Btp in lieve calo su dati macro ma supportati da liquidità Bce

MILANO (Reuters) - Dopo il rally della scorsa settimana, in scia al p/t triennale della Bce, i Btp muovono in lieve calo, appesantiti da dati macro sconfortanti sull‘andamento dell‘economia.

I dealer, tuttavia, restano convinti che l‘iniezione di liquidità operata da Francoforte possa continuare a sostenere la carta italiana nelle prossime settimane.

“Stamane c‘è stato qualcuno che ha preso un po’ di profitto, dopo la l‘uscita dei Pmi, ma nelle prossime settimane mi aspetto che la liquidità della Bce continui a garantire supporto ai Btp” dice un dealer di una delle principali banche italiane.

A incentivare le prese di profitto la frenata rilevata dalle indagini sull‘attività del settore dei servizi in Italia [ID:nL5E8E21S3]e Spagna [ID:nL5E8E50WV] nel mese di febbraio.

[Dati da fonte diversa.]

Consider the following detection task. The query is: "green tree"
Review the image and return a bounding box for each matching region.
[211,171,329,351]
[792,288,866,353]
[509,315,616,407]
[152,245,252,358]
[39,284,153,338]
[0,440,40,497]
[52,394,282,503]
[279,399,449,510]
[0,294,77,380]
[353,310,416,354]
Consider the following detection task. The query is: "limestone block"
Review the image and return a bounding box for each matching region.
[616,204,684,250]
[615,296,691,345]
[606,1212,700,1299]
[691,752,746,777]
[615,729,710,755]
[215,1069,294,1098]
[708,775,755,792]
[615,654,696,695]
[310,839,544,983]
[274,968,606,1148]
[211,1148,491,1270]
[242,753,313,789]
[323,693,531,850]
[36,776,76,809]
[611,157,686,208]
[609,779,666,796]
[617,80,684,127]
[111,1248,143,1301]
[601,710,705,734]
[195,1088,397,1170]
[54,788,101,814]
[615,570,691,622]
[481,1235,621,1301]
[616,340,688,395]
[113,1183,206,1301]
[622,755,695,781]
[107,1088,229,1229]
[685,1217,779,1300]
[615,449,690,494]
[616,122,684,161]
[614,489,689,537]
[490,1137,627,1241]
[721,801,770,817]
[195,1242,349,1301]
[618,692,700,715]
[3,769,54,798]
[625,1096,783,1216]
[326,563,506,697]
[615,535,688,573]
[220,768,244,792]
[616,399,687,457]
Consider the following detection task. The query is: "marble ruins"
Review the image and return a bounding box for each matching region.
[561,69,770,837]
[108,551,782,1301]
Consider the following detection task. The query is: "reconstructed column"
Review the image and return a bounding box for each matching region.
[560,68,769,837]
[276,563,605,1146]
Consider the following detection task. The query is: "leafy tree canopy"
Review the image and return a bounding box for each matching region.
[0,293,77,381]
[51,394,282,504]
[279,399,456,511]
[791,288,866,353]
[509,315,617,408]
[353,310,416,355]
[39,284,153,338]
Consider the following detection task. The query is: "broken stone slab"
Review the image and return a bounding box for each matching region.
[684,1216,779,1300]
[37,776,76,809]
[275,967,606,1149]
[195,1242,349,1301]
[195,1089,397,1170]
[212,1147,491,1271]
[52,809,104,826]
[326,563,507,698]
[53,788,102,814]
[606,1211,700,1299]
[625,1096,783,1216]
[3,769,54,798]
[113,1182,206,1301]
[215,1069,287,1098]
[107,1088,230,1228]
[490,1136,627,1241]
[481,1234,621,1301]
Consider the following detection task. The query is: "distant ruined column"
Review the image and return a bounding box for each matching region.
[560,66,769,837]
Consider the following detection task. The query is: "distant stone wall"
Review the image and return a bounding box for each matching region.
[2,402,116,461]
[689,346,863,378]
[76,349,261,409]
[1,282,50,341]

Il deterioramento della situazione economica italiana e spagnola pesa sull‘interno blocco della valuta unica, in cui l‘attività del settore terziario lo scorso mese è nuovamente scivolata in territorio negativo [ID:nL5E8E514S], riducendo le speranze che la zona euro possa scampare alla recessione quest‘anno.

Lo scenario tratteggiato dalle indagini Pmi e l‘approssimarsi della scadenza del termine (8 marzo) per l‘adesione al piano volontario di swap dei titoli di Stato greci ha spinto gli investitori a rifugiarsi sul Bund, i cui future hanno toccato un nuovo record, volando a 140,29 [ID:nL5E8E5170]

Intorno alle 12,00 italiane il decennale di riferimento italiano rende il 4,95% dal 4,92% di venerdì in chiusura e il differenziale con l‘analoga scadenza sul Bund si allarga a 315 punti base dai 311 punti base del fine seduta di venerdì.

La scorsa settimana il divario tra carta italiana e tedesca nel tratto decennale si era stretto fino a 305 punti base, minimo dal primo settembre scorso.

“Il tratto più lungo della curva in questo momento è quello meglio supportato, mentre l‘area 2-5 anni, che più ha beneficiato del rally della scorsa settimana è quella più esposto a possibili pressioni” osserva un secondo dealer.

Il rendimento del titolo di riferimento italiano a 2 anni resta comunque sotto la soglia del 2% e, dopo aver toccato un picco intraday di 1,912%, a metà seduta passa di mano all‘1,82% in linea con la chiusura di venerdì. La scorsa settimana era sceso fino in area 1,80%, a minimi da novembre 2010.

“Sono convinto - dice un secondo dealer - che il cuscinetto della liquidità Bce continuerà a fornire supporto ai Btp. Quindi se anche ci saranno giornate ‘pesanti’, non ci saranno più quegli strappi che abbiamo visto alla fine dell‘anno” prevede il secondo operatore.